Tim Penyusun SPMB Kota Bandung, Pathah P Mubarok, S Pd, M Pd, menjelaskan bahwa jalur afirmasi ini melingkupi dua kategori: masyarakat Rawan Melanjutkan Pendidikan (RMP) dan Murid Berkebutuhan Khusus (MBK). Untuk peserta MBK, orang tua wajib memperoleh surat rekomendasi resmi dari Unit Layanan Disabilitas (ULD) Dinas Pendidikan Kota Bandung.

“Untuk peserta didik berkebutuhan khusus ini memang wajib mendapatkan rekomendasi dari Unit Layanan Disabilitas (ULD) Dinas Pendidikan Kota Bandung. Surat rekomendasi itulah yang akan digunakan sebagai persyaratan administratif untuk pendaftaran,” kata Pathah dalam acara sosialisasi jalur afirmasi murid berkebutuhan khusus SPMB Kota Bandung tahun 2026 melalui YouTube, Senin (18 Mei 2026).

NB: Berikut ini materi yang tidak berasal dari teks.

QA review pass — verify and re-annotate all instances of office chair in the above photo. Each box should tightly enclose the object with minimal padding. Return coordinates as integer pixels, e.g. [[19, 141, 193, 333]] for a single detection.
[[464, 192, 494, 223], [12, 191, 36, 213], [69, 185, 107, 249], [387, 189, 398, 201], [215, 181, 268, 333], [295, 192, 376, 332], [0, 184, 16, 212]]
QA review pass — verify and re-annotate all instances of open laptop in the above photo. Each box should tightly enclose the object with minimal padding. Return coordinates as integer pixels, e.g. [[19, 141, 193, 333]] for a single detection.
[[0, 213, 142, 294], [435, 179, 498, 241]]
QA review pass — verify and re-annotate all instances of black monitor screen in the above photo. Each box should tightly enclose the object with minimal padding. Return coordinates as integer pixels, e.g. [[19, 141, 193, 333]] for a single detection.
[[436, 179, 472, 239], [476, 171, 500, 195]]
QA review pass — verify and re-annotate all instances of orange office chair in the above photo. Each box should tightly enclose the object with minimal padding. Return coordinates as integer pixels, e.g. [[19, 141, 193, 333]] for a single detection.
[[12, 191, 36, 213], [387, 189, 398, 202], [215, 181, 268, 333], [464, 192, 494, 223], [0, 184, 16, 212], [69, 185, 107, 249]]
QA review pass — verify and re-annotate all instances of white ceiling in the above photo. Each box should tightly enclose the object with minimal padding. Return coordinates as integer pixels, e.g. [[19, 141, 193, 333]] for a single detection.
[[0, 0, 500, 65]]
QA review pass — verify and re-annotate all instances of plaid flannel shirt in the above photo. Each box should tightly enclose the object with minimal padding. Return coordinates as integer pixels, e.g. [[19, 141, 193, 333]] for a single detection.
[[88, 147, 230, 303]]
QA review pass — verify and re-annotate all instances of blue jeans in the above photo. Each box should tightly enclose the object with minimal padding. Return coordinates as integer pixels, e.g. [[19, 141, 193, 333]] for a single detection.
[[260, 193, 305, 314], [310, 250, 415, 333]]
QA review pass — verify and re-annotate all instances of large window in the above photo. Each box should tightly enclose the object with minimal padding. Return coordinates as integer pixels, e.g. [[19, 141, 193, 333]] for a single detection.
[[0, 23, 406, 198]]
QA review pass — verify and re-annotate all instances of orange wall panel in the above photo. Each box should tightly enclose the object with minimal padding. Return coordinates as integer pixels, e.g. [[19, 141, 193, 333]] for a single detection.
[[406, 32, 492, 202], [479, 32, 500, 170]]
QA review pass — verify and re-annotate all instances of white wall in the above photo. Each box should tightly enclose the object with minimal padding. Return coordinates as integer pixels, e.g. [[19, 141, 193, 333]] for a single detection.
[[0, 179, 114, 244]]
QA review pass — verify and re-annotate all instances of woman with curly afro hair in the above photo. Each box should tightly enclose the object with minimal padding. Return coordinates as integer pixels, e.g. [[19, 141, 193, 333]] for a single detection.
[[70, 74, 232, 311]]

Pathah menekankan bahwa meskipun calon peserta didik sudah mengantongi hasil pemeriksaan atau diagnosis dari tenaga profesional luar seperti dokter spesialis anak, psikolog, maupun psikiater, mereka tetap diwajibkan mengikuti asesmen dari ULD Disdik Bandung.

Proses pendaftaran dilakukan secara terintegrasi melalui sistem daring. Orang tua pertama kali harus membuat akun SPMB di laman resmi. Selanjutnya, mereka mengunggah dokumen persyaratan umum, seperti Akta Kelahiran atau Surat Kenal Lahir, KTP orang tua, dan Kartu Keluarga (KK). Setelah itu, pemohon dapat mengakses tautan asesmen khusus MBK yang tersedia di dalam web.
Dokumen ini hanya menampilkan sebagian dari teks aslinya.